門をくぐったとたんにーー明らかにそうだと告げるものは何もなかったのにーー遅すぎたということが、すべてはとっくの昔に終わってしまっていたのだということがわかった。

「わたしたちが孤児だったころ」カズオ・イシグロ著(ハヤカワepi文庫) ISBN: 9784151200342

20世紀初頭、上海・租界で暮らしていたころ、クリストファー少年の両親は相次いで行方不明となってしまう。孤児として両親の故郷、イギリスで成人したクリストファーは1937年、両親の探索に乗り出す決心をし、日本軍との戦闘で混乱を極める上海へと戻っていく。

アクロバティックな筋書きなのに、精緻で、決して独りよがりに陥らない。いつもながら、この著者が紡ぎだす虚構の力には驚くしかない。

クリストファーの回想として語られる長いストーリーのなかで、繰り返される印象的なシーンがある。自分の記憶と、知人の記憶とが食い違っていることに気づいて苛立つのだ。誰にでも覚えがあるような、自身が経験したはずのことの、意外な不確かさ。多くの人が指摘していることだけれど、読む者がクリストファーの目を通じて見る世界は、なんだかとても、ぐらぐらしている。
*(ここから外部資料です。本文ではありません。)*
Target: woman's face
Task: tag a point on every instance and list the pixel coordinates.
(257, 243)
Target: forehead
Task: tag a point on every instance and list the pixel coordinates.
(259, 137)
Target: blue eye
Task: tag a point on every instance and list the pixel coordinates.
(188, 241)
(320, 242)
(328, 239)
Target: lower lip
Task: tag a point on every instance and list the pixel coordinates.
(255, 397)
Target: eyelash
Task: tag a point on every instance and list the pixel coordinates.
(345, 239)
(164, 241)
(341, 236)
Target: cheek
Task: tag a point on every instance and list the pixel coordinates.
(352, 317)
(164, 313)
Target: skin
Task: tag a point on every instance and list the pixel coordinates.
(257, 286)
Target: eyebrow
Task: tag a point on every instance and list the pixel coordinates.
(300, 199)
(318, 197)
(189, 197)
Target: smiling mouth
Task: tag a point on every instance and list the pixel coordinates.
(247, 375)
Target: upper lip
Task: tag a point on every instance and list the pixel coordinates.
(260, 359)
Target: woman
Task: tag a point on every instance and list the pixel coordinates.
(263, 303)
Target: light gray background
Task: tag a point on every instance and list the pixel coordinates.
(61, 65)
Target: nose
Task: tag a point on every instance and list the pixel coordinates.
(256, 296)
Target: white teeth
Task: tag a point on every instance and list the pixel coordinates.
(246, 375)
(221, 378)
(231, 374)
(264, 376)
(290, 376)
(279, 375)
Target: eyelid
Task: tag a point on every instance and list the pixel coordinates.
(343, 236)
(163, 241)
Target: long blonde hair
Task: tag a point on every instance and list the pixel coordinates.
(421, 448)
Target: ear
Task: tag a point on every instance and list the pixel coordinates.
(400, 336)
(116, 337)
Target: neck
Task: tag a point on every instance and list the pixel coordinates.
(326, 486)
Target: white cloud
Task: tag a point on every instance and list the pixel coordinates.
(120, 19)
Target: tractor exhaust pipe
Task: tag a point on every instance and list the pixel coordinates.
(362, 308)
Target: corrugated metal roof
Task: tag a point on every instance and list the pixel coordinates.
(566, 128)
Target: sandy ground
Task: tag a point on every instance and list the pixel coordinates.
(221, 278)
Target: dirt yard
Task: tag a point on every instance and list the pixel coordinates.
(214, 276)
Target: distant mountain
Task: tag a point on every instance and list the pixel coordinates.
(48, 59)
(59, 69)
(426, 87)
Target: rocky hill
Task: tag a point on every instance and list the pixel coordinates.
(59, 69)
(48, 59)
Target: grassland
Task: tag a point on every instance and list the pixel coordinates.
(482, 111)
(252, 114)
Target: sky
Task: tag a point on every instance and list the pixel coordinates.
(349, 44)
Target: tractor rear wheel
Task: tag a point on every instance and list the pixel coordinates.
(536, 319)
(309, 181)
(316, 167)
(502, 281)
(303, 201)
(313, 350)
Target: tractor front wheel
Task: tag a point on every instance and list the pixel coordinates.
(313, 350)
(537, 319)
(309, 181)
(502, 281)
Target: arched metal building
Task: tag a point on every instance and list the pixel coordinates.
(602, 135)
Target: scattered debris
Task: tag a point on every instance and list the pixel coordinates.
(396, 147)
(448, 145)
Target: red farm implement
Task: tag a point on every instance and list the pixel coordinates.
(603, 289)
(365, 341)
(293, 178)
カズオ・イシグロを読むのは「わたしを離さないで」「日の名残り」に続いて3作目。圧倒的に面白かった2作と比べると、正直ちょっと、入り込みづらかった。それは、クリストファーが今やロンドン社交界でもてはやされる名探偵だという設定や、失踪から10数年もたって両親を救出に行くという展開が、やけにファンタスティックなせいかと思っていた。いや、そうではなくて、世界がぐらぐらしているせいじゃないかと思い始めたら、どんどん引き込まれた。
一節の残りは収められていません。